帰省時に少し時間ができ、映画に出向いたのだが、『花束みたいな恋をした』と『ノマドランド』のどちらを観ようか悩むこととなった。実は前者にしたかったのだが、その日の後の用事に影響が出るのを恐れ、終映時間が早い後者を選んだ。
本作は、2008年のリーマンショック以降に顕著になった、自家用車で寝泊まりし、全米各地を移動しながら働き続けざるをえない高齢者たちの姿を描いたものである。
上の概要を聞いただけだと悲惨で救いのない話に思えるが、そのように描いていないのが興味深い。例えば、本作には主人公たちの働き先としてアマゾンが何度も登場するが、何かしらの告発のトーンはほぼ皆無である。ケン・ローチのような映画を期待すると肩透かしにあう。

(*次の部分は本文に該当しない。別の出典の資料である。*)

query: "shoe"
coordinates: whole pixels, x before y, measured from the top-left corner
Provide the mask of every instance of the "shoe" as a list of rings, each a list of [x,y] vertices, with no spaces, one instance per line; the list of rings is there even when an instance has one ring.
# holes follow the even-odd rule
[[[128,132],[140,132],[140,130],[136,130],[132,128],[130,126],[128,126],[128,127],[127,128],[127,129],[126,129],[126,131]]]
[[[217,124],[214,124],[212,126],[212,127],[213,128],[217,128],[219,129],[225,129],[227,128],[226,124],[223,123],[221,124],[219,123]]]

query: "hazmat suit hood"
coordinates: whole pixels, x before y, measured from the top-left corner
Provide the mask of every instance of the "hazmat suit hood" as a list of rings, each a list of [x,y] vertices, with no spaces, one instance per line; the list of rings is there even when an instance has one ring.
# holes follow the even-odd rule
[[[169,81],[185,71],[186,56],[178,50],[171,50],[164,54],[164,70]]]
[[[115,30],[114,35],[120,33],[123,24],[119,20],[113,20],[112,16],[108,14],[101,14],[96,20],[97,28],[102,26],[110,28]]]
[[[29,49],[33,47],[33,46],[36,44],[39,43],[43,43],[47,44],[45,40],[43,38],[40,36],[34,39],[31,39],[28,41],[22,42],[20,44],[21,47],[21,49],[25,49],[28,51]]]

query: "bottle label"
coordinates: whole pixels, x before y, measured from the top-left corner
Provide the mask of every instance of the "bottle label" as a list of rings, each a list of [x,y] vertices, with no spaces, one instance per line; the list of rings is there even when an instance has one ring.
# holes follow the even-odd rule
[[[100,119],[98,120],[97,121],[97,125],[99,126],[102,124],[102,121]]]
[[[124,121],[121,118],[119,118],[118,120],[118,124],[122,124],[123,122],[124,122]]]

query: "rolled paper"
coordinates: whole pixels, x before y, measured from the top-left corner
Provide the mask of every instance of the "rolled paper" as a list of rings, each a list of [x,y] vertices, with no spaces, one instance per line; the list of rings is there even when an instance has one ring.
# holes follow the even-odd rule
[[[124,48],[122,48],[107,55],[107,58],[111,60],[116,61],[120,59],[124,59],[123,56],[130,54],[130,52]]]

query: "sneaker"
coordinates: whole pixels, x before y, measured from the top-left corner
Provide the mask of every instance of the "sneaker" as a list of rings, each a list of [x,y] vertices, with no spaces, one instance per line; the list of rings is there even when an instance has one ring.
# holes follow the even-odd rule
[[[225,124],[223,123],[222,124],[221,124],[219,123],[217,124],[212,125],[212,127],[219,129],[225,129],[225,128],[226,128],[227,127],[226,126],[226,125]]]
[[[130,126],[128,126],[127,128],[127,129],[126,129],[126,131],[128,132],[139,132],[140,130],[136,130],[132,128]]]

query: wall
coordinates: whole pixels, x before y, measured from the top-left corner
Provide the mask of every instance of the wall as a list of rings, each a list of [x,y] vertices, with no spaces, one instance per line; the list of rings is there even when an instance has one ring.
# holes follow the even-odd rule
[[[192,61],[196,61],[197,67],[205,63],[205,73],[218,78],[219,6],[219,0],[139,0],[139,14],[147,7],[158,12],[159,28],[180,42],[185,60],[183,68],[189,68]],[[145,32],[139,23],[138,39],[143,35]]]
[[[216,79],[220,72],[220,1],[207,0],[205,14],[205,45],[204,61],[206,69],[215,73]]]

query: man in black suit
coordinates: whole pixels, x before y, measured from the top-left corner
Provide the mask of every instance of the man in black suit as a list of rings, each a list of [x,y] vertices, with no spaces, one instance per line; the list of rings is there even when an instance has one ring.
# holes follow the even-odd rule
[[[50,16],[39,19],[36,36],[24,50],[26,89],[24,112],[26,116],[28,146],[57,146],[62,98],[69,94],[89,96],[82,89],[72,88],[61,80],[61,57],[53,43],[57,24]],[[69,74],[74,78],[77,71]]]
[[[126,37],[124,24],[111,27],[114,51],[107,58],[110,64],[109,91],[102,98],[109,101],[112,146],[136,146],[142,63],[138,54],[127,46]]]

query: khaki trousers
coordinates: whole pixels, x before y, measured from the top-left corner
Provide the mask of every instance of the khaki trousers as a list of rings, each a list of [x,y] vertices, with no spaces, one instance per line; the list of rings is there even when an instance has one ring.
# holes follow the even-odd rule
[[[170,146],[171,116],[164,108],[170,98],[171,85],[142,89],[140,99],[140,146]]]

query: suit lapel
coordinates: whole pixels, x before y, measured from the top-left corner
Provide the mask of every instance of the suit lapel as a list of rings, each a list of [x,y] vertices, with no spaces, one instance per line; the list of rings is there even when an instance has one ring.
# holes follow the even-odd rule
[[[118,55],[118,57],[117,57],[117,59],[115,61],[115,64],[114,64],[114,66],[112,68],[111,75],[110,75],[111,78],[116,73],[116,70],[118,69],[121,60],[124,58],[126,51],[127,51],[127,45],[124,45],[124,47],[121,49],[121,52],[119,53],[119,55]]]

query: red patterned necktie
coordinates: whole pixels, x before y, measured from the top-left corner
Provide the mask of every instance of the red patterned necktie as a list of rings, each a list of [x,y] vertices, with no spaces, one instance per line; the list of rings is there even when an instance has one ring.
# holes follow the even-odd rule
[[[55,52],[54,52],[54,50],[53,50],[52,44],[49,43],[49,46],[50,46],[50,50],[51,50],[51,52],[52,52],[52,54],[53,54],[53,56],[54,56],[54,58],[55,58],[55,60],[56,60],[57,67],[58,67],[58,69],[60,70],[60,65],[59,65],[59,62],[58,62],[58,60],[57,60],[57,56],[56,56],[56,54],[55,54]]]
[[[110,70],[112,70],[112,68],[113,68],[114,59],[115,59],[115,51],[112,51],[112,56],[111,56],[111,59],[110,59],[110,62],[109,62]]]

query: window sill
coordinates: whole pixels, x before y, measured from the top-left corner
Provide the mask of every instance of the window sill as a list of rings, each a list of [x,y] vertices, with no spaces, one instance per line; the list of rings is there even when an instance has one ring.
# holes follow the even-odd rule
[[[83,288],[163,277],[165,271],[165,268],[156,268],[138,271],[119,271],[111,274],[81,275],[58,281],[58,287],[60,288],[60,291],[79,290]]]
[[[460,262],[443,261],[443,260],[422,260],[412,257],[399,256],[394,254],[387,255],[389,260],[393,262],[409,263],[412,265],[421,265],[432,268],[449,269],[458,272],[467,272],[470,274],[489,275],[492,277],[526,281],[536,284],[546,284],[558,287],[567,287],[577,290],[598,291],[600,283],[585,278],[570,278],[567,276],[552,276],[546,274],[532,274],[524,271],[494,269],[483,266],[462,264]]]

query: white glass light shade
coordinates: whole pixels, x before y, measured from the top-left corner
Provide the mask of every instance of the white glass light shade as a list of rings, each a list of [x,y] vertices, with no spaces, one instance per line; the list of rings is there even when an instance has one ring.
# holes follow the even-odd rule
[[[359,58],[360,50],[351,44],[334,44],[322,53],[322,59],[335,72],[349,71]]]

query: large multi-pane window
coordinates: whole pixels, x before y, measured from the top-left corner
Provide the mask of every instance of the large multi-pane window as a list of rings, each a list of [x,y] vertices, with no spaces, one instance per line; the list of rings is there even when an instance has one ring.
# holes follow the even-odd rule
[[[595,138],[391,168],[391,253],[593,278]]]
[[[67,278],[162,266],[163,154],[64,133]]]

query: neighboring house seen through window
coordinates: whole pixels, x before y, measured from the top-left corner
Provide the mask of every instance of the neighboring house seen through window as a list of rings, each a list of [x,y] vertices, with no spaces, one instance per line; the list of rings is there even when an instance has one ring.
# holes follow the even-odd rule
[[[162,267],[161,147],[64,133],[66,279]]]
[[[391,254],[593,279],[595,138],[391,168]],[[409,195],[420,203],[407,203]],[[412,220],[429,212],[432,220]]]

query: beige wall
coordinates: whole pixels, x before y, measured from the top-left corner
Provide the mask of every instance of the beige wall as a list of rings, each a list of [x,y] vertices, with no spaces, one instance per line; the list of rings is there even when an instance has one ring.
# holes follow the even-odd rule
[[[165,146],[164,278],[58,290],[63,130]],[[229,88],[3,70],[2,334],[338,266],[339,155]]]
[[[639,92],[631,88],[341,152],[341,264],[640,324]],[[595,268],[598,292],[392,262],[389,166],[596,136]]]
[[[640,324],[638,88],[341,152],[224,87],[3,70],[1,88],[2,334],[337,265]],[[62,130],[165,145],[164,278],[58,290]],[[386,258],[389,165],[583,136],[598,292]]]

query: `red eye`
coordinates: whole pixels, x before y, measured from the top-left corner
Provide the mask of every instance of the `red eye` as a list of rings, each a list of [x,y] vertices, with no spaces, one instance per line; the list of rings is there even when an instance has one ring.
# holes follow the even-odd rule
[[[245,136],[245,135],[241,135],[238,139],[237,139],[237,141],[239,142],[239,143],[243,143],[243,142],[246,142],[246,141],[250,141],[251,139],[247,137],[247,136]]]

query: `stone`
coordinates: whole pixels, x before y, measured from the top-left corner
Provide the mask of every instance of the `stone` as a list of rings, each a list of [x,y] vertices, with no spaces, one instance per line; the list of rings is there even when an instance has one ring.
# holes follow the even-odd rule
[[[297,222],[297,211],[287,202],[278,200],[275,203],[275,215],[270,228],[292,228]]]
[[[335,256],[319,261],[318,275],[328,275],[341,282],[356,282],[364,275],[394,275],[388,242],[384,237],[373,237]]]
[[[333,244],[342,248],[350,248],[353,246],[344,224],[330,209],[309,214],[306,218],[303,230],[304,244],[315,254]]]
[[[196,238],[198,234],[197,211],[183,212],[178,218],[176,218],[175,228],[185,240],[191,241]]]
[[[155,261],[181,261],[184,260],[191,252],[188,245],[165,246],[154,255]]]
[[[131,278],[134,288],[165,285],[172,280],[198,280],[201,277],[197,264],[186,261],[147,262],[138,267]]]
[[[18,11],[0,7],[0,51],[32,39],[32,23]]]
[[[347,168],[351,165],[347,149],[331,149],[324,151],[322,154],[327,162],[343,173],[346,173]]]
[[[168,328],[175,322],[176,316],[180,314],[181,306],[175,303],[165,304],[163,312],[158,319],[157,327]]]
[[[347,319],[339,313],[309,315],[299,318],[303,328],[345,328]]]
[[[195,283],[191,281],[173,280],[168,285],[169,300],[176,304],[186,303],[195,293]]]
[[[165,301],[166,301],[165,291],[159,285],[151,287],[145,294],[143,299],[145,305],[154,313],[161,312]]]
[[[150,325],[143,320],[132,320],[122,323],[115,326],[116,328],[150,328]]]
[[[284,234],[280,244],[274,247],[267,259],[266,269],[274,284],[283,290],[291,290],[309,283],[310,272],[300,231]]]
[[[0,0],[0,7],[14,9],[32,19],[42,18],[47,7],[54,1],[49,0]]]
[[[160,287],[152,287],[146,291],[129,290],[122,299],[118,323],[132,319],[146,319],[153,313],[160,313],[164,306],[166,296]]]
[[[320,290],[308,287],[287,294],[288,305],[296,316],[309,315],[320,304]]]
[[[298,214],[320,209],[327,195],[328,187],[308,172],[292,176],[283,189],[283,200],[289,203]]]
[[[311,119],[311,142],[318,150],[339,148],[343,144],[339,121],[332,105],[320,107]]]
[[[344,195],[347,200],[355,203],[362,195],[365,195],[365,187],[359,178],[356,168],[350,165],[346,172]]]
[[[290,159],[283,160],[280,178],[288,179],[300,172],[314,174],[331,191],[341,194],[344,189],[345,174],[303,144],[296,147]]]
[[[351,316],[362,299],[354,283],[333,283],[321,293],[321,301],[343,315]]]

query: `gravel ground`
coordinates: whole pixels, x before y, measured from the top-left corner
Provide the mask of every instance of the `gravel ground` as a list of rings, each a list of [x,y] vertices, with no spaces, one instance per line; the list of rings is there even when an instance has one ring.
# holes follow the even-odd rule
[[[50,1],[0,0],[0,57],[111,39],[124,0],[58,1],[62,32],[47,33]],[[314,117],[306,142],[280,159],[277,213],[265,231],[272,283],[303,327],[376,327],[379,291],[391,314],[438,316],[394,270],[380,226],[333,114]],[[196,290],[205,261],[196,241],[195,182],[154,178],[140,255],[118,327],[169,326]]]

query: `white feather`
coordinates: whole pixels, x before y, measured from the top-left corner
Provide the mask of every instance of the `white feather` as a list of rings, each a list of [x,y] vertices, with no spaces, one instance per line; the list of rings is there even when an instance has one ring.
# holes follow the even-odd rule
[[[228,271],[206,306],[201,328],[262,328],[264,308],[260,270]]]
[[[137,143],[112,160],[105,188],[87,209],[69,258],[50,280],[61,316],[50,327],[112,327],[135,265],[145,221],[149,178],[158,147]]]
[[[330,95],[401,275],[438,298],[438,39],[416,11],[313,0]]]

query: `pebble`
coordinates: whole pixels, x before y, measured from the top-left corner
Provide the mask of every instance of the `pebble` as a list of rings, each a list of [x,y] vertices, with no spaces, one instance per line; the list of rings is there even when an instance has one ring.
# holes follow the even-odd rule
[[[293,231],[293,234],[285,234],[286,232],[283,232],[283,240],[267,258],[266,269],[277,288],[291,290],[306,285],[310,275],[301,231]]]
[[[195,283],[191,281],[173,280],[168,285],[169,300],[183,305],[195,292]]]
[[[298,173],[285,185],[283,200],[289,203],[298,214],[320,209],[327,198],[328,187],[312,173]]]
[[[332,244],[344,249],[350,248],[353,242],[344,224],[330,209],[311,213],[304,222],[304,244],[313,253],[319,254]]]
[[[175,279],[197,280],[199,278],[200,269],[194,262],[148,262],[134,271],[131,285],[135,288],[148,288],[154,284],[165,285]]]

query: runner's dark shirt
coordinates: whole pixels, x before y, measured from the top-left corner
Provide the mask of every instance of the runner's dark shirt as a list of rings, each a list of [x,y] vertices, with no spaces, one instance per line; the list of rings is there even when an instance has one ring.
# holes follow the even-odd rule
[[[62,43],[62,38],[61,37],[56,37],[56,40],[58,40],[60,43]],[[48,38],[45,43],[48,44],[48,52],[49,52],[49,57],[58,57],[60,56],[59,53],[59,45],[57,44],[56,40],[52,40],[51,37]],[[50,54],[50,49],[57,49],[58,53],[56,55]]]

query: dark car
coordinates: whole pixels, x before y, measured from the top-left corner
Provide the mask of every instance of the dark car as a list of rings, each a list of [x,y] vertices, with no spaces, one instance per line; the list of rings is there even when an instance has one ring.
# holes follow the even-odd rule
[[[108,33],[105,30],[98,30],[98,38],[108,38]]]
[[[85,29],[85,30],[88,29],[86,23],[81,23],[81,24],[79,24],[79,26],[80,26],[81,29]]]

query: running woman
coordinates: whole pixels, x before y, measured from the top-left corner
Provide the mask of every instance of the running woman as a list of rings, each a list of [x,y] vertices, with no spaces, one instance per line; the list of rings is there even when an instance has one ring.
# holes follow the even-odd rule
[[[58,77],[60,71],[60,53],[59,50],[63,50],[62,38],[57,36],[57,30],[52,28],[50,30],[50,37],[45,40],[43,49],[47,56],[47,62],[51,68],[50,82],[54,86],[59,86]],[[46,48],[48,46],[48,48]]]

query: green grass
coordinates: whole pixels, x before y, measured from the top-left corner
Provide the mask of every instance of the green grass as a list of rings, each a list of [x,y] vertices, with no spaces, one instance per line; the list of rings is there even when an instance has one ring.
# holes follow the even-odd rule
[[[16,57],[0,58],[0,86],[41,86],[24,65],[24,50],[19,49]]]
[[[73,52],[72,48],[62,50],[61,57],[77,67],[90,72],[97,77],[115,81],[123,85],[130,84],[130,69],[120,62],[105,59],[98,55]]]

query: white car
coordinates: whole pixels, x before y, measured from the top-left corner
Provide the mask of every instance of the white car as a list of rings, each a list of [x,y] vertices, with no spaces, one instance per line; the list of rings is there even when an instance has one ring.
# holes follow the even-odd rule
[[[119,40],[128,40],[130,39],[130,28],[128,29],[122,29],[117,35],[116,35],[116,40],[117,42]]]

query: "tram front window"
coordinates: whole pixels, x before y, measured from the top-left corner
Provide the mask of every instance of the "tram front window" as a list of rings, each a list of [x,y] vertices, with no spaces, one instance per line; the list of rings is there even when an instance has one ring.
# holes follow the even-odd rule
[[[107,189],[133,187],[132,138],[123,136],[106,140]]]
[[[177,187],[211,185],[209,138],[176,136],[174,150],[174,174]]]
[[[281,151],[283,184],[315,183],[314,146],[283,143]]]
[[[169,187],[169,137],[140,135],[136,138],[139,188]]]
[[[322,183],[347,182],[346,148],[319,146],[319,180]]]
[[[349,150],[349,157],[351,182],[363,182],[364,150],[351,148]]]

「自分はハウスレスだけどホームレスではない」という主人公の台詞もあるが、同じ境遇の人たちとの互助精神とアメリカ人らしい DIY 精神が先に来ていて、見ていて暗くはならない。出演者の多くが、原作にも登場している「ノマド」の人たちなのもその裏付けになっている(その中の一人がタトゥーに書き込んでいるスミス/モリッシーの歌詞が本作によく合っていた)。
そしてやはり、主人公を演じるフランシス・マクドーマンドの演技の力も大きい。ワタシは彼女のことを昔から当代きっての名女優と評価しているが、『スリー・ビルボード』に続いて、本作の演技も見事だった。
もちろん、本作でも彼らの暮らしのしんどさはちゃんと描かれていて、ただ主人公の生き方を肯定するだけではない。前述の通り、主人公は「自分はハウスレスだけどホームレスではない」と言い切るが、ノマドな生き方は昔の開拓者のようでアメリカの伝統だという彼女の妹の気遣いの言葉に、主人公はいら立ちの表情を隠せない。
日本に住むワタシから見れば、高齢者にもなって定住もできず、就寝も排泄にも苦労がある車上暮らしはとてもではないが憧れの対象にはならない。互助精神を発揮して一種の共同体を構成する主人公の仲間たちは意外にも女性が多い。これをホワイトトラッシュの女性版と考えるのは間違っていて、その証拠に本作に登場するノマドたちは主人公をはじめとして貧困層出身でない人も多く、それなりの学歴を感じさせる人が多い。
さらに書けば、主人公の仲間たちは明らかに白人が多い。これは「『ノマドランド』が男女格差を描いた女性映画でもある理由」にもあるように、有色人種(の女性)であれば車上生活すらままならず、警察に睨まれるというアメリカ社会の分断、なによりセーフ―ティーネットの底が抜けた社会の闇を感じずにはいられない。
本作は映し出されるアメリカの自然風景は、マジックアワーを活かした撮影もあり、微妙な美しさを湛えている。しかし、とてもではないがワタシはそれにうっとりとなる心持ちにはなれなかった。